I shiver. Like I really have been coated in ice.

Silas chuckles before replying, “Oh ye of little faith.”

“Oh ye of little chance.”

“Whatever,” Silas says. “If she gave it up to high school you, all farm fresh with zero game, she can’t be that tough.”

They talk about me like I am some play to master, a team to beat. I probably matter less to them than their helmets and pads. And, oh yes, I have no doubt now that Silas is on the football team. Levi wouldn’t be hanging out with him if he weren’t.

My heart drums in my ears, and my mouth waters in that way that usually means I’m about to be sick. I don’t scream, even though it would be satisfying. Nor do I pick up the vase on the hallway table and test out how my Angry Birds skills translate to real-life target practice.

Instead, I calmly walk the length of the hallway and escape into an empty bedroom. I breeze past a few twin beds and head straight for the French doors that open up to a balcony on the far side of the room.

Emerging into the surprisingly cool evening air, I close the door behind me, sucking in a lungful of refreshing air.

Then I scream.

Not the shrieky, ear-shattering kind. Lower, more guttural. Like a battle cry.

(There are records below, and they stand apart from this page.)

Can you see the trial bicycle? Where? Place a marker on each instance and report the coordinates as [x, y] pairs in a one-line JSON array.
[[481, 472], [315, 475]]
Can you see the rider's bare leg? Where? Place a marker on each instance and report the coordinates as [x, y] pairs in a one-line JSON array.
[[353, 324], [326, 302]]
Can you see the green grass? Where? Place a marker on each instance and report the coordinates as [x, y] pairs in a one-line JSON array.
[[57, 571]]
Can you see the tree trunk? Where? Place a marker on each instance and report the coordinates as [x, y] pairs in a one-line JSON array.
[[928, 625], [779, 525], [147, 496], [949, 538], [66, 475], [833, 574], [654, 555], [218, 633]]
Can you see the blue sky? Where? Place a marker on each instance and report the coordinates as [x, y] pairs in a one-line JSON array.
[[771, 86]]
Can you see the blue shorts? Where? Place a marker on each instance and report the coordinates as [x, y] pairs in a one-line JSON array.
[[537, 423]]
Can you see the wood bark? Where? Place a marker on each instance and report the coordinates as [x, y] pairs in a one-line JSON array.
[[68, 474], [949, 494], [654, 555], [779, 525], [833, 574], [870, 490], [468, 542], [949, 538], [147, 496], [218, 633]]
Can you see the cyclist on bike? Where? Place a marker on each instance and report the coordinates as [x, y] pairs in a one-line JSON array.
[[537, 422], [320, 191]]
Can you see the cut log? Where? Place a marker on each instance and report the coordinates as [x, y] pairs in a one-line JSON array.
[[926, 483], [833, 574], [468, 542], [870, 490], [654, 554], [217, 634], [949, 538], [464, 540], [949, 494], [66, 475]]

Gripping the balcony railing, I stand up straighter, like I would if I were standing at the barre in my dance studio, and I let it all out.

Already I feel better.

A few seconds of precious silence passes, filled only by the faint echo of my scream. Then below me a voice calls out, “I’m going to go out on a limb and guess that you’ve decided against going Greek.”

Down in the yard, highlighted by one of the floodlights affixed to the outside of the house, is another gorgeous guy wearing dark, worn jeans, scuffed boots, and a smirk that oscillates between infuriating and adorable. He’s got dark hair and a delectable touch of scruff along his jaw, and he looks entirely entertained by my mental breakdown.

And all I can think is . . . Dear God, not another one.